After the snow had fallen, I waited until the roads were clear and drove up to the mountain. I began my hike at Elk Garden, around 6 p.m. on a clear night, when the moon lit up the snow and the stars shone brilliantly over the winter landscape.
At first, it was a little hard to find the familiar trail in the snow, the white blazes of the Appalachian Trail hidden across an open meadow. I veered off the trail a few times, following footprints into hip-high snowdrifts.
Once I reached the woods of the Lewis Fork Wilderness, it was easy to stay on the path, a trail already trod down by hiking boots and the blazes visible on the trees.

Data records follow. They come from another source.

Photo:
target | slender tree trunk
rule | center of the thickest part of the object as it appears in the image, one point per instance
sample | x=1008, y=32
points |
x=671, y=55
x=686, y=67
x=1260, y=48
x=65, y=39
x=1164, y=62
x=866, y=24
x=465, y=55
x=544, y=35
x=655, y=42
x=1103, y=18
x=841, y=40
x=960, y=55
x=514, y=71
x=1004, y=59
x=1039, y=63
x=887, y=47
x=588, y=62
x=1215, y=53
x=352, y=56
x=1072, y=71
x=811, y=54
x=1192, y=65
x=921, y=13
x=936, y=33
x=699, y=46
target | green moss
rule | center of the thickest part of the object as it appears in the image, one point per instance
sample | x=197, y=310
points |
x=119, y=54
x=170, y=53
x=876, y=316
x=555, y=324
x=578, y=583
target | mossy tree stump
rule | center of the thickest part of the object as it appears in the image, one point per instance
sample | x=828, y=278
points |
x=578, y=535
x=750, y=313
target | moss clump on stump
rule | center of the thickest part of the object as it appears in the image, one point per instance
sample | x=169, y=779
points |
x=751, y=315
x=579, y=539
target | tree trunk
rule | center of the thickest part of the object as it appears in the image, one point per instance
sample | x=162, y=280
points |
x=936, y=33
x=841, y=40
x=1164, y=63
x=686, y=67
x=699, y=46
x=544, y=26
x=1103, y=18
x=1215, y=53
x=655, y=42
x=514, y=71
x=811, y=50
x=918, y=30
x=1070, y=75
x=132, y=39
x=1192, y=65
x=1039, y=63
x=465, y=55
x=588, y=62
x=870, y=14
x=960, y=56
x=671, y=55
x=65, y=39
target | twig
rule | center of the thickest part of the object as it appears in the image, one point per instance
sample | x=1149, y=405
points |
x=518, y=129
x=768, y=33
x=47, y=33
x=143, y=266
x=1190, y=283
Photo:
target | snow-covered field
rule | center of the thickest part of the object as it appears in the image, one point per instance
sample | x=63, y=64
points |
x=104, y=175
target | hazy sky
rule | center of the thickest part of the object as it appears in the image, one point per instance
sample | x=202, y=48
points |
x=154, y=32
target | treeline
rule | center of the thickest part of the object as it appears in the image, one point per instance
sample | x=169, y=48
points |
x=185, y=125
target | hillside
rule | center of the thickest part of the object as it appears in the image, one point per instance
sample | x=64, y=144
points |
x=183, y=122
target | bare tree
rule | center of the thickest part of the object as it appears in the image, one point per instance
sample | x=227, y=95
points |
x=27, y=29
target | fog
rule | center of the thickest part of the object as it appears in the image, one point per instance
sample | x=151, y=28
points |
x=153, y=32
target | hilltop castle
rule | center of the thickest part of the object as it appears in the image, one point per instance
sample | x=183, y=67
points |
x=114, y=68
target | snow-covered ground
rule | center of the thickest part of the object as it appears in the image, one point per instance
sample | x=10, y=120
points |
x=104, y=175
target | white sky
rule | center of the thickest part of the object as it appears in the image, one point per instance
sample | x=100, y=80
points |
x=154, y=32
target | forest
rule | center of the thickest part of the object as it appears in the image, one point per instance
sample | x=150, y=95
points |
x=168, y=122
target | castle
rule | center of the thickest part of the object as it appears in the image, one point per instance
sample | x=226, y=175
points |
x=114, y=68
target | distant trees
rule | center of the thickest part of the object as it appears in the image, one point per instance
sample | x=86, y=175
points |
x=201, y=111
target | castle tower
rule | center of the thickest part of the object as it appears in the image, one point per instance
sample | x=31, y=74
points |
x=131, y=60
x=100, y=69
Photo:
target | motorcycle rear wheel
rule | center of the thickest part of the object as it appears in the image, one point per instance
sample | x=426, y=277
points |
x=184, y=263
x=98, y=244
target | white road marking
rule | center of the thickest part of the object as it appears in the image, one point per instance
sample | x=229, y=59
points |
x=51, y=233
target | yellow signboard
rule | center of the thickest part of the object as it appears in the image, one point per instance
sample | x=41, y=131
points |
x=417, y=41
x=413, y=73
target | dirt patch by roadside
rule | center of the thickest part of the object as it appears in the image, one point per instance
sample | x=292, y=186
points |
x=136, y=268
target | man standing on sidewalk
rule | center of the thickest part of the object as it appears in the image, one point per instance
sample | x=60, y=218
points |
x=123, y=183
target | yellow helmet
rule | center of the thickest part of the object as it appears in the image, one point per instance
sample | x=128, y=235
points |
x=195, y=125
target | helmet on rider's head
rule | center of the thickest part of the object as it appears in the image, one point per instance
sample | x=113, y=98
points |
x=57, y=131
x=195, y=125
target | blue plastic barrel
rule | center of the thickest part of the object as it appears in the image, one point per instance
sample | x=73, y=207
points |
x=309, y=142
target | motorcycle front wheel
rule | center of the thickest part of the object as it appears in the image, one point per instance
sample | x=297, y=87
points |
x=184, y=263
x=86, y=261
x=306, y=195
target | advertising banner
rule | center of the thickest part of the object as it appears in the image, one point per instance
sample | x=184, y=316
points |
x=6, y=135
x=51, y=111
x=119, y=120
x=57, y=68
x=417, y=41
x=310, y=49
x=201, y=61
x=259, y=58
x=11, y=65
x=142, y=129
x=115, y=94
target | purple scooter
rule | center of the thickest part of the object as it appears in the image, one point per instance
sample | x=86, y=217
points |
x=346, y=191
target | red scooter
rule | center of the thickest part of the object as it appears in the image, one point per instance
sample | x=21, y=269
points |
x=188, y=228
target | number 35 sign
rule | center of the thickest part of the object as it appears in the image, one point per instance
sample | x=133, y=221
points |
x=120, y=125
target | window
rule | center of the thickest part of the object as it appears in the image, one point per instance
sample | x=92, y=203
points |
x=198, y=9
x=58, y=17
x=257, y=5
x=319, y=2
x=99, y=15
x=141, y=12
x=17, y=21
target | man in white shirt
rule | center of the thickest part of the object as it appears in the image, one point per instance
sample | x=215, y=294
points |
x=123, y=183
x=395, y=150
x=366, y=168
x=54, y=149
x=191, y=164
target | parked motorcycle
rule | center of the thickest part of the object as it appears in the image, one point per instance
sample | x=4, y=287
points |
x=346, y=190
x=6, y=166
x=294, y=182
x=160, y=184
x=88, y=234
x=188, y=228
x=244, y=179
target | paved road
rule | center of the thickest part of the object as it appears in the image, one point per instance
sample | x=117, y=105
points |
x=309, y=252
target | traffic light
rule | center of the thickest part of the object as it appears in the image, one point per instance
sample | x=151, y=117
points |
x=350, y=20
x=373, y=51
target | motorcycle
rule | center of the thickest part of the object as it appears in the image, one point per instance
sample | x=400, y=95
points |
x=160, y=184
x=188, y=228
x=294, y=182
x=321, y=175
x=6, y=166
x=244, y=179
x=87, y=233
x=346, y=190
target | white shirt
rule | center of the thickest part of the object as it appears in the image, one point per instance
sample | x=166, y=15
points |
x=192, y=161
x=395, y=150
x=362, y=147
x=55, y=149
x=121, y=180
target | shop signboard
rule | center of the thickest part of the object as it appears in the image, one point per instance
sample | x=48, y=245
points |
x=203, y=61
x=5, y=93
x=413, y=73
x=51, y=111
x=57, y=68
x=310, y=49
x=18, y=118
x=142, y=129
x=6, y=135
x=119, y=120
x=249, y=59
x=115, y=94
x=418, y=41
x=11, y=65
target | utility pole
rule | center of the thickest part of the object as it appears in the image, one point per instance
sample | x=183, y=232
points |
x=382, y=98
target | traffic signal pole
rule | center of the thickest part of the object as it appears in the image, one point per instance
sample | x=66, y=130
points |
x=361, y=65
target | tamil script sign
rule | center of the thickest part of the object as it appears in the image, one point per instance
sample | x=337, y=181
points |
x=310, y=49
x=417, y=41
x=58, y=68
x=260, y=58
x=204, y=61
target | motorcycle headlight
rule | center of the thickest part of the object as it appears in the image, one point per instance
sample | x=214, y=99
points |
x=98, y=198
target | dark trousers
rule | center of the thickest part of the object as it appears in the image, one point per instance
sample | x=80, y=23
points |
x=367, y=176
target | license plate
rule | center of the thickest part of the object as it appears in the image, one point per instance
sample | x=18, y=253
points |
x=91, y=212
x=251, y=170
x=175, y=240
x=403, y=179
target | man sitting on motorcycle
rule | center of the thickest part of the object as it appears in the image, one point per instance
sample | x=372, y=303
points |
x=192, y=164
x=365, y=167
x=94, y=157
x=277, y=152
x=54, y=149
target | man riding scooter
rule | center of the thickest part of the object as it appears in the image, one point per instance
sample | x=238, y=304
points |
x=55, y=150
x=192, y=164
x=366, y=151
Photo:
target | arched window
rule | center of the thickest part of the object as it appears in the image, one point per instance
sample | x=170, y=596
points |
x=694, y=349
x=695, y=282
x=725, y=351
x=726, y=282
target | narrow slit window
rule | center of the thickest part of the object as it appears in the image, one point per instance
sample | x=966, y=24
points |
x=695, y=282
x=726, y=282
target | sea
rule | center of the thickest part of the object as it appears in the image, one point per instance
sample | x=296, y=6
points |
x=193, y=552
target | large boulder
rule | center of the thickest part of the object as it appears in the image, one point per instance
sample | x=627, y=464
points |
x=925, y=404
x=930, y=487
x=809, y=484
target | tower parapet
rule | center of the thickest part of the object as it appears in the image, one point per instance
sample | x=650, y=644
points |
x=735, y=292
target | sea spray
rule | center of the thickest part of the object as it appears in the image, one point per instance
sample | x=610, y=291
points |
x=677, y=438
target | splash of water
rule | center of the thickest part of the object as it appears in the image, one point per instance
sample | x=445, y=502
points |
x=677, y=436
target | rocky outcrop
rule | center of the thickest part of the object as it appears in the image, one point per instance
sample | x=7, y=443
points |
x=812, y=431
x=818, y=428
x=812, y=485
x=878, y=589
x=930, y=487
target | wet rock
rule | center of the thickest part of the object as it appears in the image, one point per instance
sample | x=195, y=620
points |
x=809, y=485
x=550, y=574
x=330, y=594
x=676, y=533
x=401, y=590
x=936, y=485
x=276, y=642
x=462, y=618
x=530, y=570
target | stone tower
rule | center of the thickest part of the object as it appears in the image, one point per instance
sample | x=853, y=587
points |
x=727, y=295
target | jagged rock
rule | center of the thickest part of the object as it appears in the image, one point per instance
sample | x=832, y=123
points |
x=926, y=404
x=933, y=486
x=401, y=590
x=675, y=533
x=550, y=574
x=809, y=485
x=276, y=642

In a place that’s lush green at other times of the year, it was a world of black and white and gray, the shadows of the trees cast like lace across the snow. The only sound came from the roar of the wind and the eerie wind chimes of dangling, frozen leaves.
I could see the tiny lights in the distance: the houses and towns below, then the distant ridgelines, the faraway ski slopes of North Carolina and more lights on the ridges beyond.
With the temperature at a comfortable 30 degrees, I hiked at a steady pace - fast enough to keep warm, but slow enough not to breathe too heavily; after all, it was a four-mile climb in the snow.
Higher up the mountain, the trail dove between evergreens still heavy-laden with frozen snow, their branches bending down over the trail in arcs that made it feel more like sneaking through tunnels than following a well-worn path.
Up out of the woods, along the side of Mount Rogers, I was face-first into a roaring wind - so fierce, I was sure if I pitched my tent on the snow there I would blow away with it during the night. But the view is even more incredible on a clear night than it is during the day.
Four hours after I left the parking area, I arrived at Thomas Knob and the three-sided log shelter where I decided to camp. The other hikers staying there were the first creatures I’d seen all night. The roar of the wind only got louder, and I was awakened several times by the crash of falling trees. The temperature dropped during the night, and by morning I knew that the old down sleeping bag I’ve had since high school is due for replacement.
I warmed up with a hot breakfast cooked on a backpacking stove and put on my frozen boots, eager to get back on the trail so my toes would warm up. I began the day with the obligatory trek to the unimpressive summit of Mount Rogers, Virginia’s tree-covered highest peak.
On the trail were a few tracks of snowshoes and ice cleats through what could have been a picture of the cold North Woods.
I hiked back down by a different route, across open country on the Virginia Highlands Horse Trail. The wild ponies that inhabit the area were visible across the meadow, grazing in the snow. It was another place with blazes hard to find on rocks in the blowing snow.
I sunk into a few more snowdrifts as I gradually navigated my away across the wind-blown mountainside and got down to a lower elevation, where people had driven up for the day to ski, sled and play in the snow with their children.
If there are two things to be said about winter on Mount Rogers, the first is that it’s beautiful. The second is that exposure to the elements is harsh and can even be deadly to those who are unprepared. Any camping trip there in the colder half of the year should be planned with much care.
There are several access points to Mount Rogers; trail maps can be purchased from the Mount Rogers Recreation Area headquarters and from local outfitters. In the wintertime, the parking areas along state-maintained highways provide the easiest access because less snow remains on the roads.